Ils sont habitués à des échanges variés car les parents, conscients de faire grandir leurs enfants dans un contexte qui reste très minoritaire (0,5 % de la population), sont vigilants et veillent à ce qu’ils ne soient ni isolés ni surprotégés, d’où l’existence de nombreuses associations qui réunissent ces familles, des partenariats avec les ludothèques et médiathèques et leur participation à de nombreux ateliers et activités proposés par les associations de quartier et autres structures. Ce sont des parents qui s’informent beaucoup au sujet des méthodes pédagogiques, se transmettent les supports disponibles, échangent sur les diverses façons de pratiquer l’IEF (école à la maison, apprentissages autonomes, unschooling…), partagent des lectures ou vidéos qui traitent de l’instruction, l’éducation. Certains ont fait des études supérieures, d’autres non, certains ont un niveau de vie élevé, d’autres non. Ils s’appuient beaucoup sur l’extérieur via une forme d’entraide et de recherche de complémentarité : ils vont chercher ailleurs ce qu’ils ne peuvent pas eux-mêmes proposer à leurs enfants ; l’un ira chercher un artisan, l’autre un musicien, un autre encore un professeur d’anglais, une orthophoniste ou un passionné de sciences.

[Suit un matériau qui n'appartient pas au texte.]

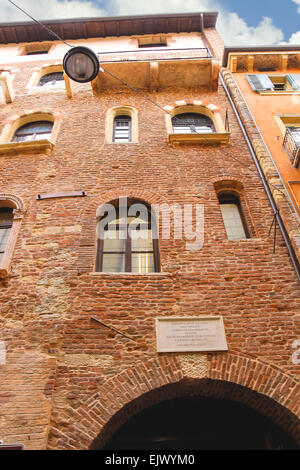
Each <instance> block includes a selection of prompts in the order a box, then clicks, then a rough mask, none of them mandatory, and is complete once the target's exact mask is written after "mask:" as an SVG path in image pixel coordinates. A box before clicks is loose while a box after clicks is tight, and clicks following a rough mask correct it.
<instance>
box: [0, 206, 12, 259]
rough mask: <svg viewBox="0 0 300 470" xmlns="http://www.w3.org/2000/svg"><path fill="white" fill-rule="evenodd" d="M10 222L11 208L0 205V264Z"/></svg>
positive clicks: (3, 252) (9, 230)
mask: <svg viewBox="0 0 300 470" xmlns="http://www.w3.org/2000/svg"><path fill="white" fill-rule="evenodd" d="M12 224H13V209H12V208H11V207H0V264H1V261H2V259H3V256H4V253H5V248H6V245H7V241H8V238H9V235H10V231H11V228H12Z"/></svg>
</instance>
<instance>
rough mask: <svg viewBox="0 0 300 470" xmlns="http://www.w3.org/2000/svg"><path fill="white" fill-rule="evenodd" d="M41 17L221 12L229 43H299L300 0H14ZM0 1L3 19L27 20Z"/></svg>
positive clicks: (31, 14)
mask: <svg viewBox="0 0 300 470" xmlns="http://www.w3.org/2000/svg"><path fill="white" fill-rule="evenodd" d="M13 1H14V2H15V3H17V4H18V5H19V6H20V7H22V8H23V9H25V10H26V11H28V13H30V14H31V15H32V16H34V17H35V18H37V19H39V20H45V19H53V18H54V19H62V18H78V17H80V18H83V17H96V16H122V15H143V14H151V13H168V12H169V13H183V12H189V11H190V12H197V11H219V19H218V23H217V29H218V30H219V32H220V34H221V35H222V37H223V40H224V42H225V44H226V45H236V46H240V45H273V44H285V43H288V44H300V0H251V2H247V1H243V0H184V2H183V1H182V0H151V1H148V2H147V1H146V2H145V1H142V0H13ZM26 20H28V18H27V17H26V16H24V14H22V13H21V12H19V11H18V10H17V9H16V8H15V7H14V6H13V5H11V4H10V3H9V1H8V0H0V22H9V21H12V22H13V21H26Z"/></svg>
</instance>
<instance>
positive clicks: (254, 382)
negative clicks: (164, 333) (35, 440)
mask: <svg viewBox="0 0 300 470" xmlns="http://www.w3.org/2000/svg"><path fill="white" fill-rule="evenodd" d="M189 395H204V396H214V397H220V398H227V399H231V400H234V401H238V402H241V403H244V404H246V405H248V406H250V407H252V408H254V409H256V410H257V411H258V412H260V413H262V414H264V415H265V416H267V417H268V418H270V419H271V420H273V421H274V422H276V423H277V424H278V425H279V426H281V427H282V428H283V429H285V431H286V432H288V433H289V434H290V435H291V436H292V437H293V438H294V439H295V440H296V441H297V442H299V443H300V419H299V418H300V398H299V397H300V385H299V383H298V382H297V381H296V380H295V379H294V378H293V377H292V376H290V375H287V374H285V373H284V372H283V371H282V370H281V369H279V368H277V367H275V366H273V365H270V364H268V363H265V362H263V361H261V360H259V359H257V358H255V357H251V356H249V355H245V354H242V353H239V352H235V351H232V352H230V353H218V354H213V353H210V354H208V355H206V354H201V355H197V354H188V355H187V354H185V355H181V354H179V355H176V356H161V357H158V358H153V359H150V360H148V361H145V362H139V363H137V364H136V366H135V367H132V368H129V369H126V370H124V371H122V372H121V373H120V374H117V375H116V376H114V377H112V378H110V379H108V380H107V381H106V382H105V383H104V384H103V385H101V386H100V387H99V390H98V392H97V393H96V394H93V395H92V396H91V397H89V398H88V399H87V400H86V401H85V402H84V403H81V405H80V406H79V407H78V408H77V409H76V410H74V409H72V408H64V409H62V410H60V411H59V413H58V412H56V413H54V414H53V416H52V421H53V425H52V428H51V431H50V435H49V448H53V449H88V448H92V449H93V448H101V447H102V446H103V445H104V444H105V443H106V442H107V440H108V439H109V438H110V437H111V436H112V435H113V434H114V433H115V432H116V431H117V430H118V429H119V427H121V426H122V425H123V424H124V423H125V422H126V421H127V420H128V419H130V418H131V417H132V416H133V415H135V414H136V413H138V412H139V411H141V410H143V409H145V408H147V407H148V406H151V405H153V404H156V403H159V402H161V401H165V400H167V399H171V398H175V397H180V396H189Z"/></svg>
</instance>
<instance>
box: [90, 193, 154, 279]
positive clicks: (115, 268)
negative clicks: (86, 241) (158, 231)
mask: <svg viewBox="0 0 300 470" xmlns="http://www.w3.org/2000/svg"><path fill="white" fill-rule="evenodd" d="M97 219H98V224H97V257H96V266H95V268H96V272H102V273H136V274H148V273H154V272H160V259H159V246H158V231H157V220H156V211H155V209H154V207H153V206H151V205H150V204H149V203H148V202H147V201H145V200H142V199H140V198H139V199H137V198H128V197H126V198H117V199H114V200H110V201H107V202H106V204H102V205H101V206H100V207H99V208H98V210H97ZM136 220H138V227H139V228H138V230H141V231H142V238H141V237H138V238H135V237H132V236H131V229H133V230H135V227H134V226H132V225H131V222H134V221H136ZM121 233H122V236H120V234H121ZM135 234H137V232H135ZM119 237H121V238H119ZM124 237H125V239H124Z"/></svg>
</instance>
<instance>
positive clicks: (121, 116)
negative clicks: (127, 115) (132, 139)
mask: <svg viewBox="0 0 300 470" xmlns="http://www.w3.org/2000/svg"><path fill="white" fill-rule="evenodd" d="M113 141H114V142H131V117H130V116H127V115H122V116H116V117H115V119H114V131H113Z"/></svg>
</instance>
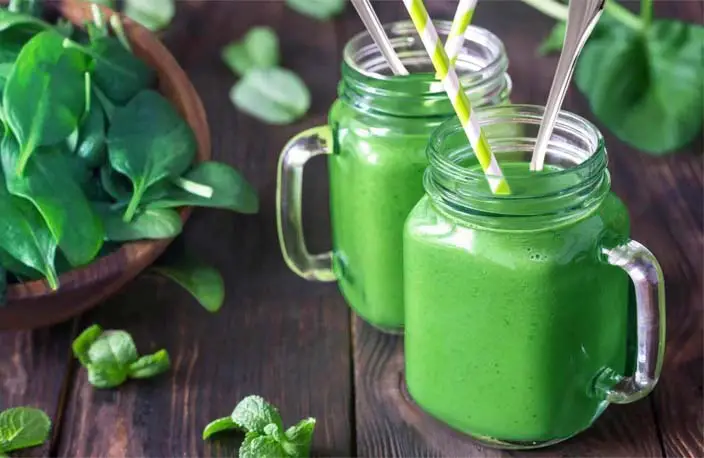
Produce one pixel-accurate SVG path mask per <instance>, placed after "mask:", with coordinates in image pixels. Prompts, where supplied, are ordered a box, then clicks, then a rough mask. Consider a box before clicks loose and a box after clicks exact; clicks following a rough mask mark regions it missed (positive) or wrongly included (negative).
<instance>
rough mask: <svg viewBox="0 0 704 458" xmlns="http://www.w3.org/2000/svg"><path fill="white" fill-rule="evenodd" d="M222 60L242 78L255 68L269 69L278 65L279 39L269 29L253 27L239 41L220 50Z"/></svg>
mask: <svg viewBox="0 0 704 458" xmlns="http://www.w3.org/2000/svg"><path fill="white" fill-rule="evenodd" d="M221 56H222V60H223V61H224V62H225V64H227V66H228V67H230V69H231V70H232V71H233V72H235V73H237V74H238V75H240V76H242V75H244V74H245V73H247V72H248V71H250V70H252V69H255V68H271V67H276V66H277V65H278V64H279V58H280V57H279V38H278V37H277V36H276V33H275V32H274V30H273V29H272V28H271V27H254V28H252V29H251V30H250V31H249V32H247V34H246V35H245V36H244V38H243V39H242V40H241V41H235V42H232V43H230V44H229V45H227V46H226V47H225V48H224V49H223V50H222V55H221Z"/></svg>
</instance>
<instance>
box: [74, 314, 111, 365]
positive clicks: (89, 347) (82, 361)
mask: <svg viewBox="0 0 704 458" xmlns="http://www.w3.org/2000/svg"><path fill="white" fill-rule="evenodd" d="M102 333H103V328H101V327H100V326H98V325H97V324H94V325H93V326H91V327H89V328H87V329H86V330H85V331H83V332H82V333H81V334H80V335H79V336H78V337H76V340H74V341H73V344H72V346H71V347H72V348H73V354H74V355H75V356H76V358H78V360H79V361H80V362H81V364H82V365H84V366H85V365H87V364H88V363H89V362H90V361H89V359H88V349H89V348H90V346H91V345H93V343H95V341H96V340H98V338H99V337H100V335H101V334H102Z"/></svg>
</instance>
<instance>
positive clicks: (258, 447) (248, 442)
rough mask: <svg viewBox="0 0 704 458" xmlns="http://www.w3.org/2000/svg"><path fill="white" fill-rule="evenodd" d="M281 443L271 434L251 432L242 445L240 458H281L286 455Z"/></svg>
mask: <svg viewBox="0 0 704 458" xmlns="http://www.w3.org/2000/svg"><path fill="white" fill-rule="evenodd" d="M286 455H287V454H286V452H285V451H284V449H283V448H282V447H281V444H280V443H279V442H278V441H277V440H276V439H275V438H273V437H271V436H261V435H259V434H257V433H256V432H249V433H247V435H246V436H245V439H244V442H242V445H241V446H240V454H239V456H240V458H281V457H284V456H286Z"/></svg>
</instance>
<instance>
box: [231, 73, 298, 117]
mask: <svg viewBox="0 0 704 458" xmlns="http://www.w3.org/2000/svg"><path fill="white" fill-rule="evenodd" d="M230 99H231V100H232V103H234V104H235V106H236V107H237V108H239V109H240V110H242V111H244V112H245V113H248V114H250V115H251V116H254V117H255V118H257V119H259V120H261V121H264V122H266V123H269V124H277V125H280V124H288V123H291V122H293V121H296V120H297V119H299V118H300V117H301V116H303V115H304V114H306V112H307V111H308V108H310V92H309V91H308V88H307V87H306V85H305V84H304V83H303V80H301V78H300V77H299V76H298V75H296V74H295V73H293V72H292V71H290V70H286V69H283V68H268V69H259V68H257V69H253V70H251V71H249V72H247V73H246V74H245V75H244V77H243V78H242V79H240V81H238V82H237V84H235V85H234V86H233V88H232V90H231V91H230Z"/></svg>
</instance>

Je ne me suis jamais posée la question de leur pratique religieuse jusqu’à aujourd’hui et je crois qu’ils sont pour la plupart non pratiquants, peut-être que quelques-uns vont parfois à l’église.
Très honnêtement, je ne vois pas le rapport entre l’instruction en famille et la religion et assez difficilement le rapport entre une religion et « les séparatismes ». Le seul lien que je parviens à établir entre « séparatismes » et « instruction » est celui de l’échec scolaire et de l’accentuation, par le système scolaire tel qu’il est organisé aujourd’hui, des différences de compétences, de cultures et de niveaux socio-économiques, système scolaire qui parvient à transformer, par un processus intrinsèquement uniformisant et sélectif, les facteurs de diversité en facteurs d’opposition.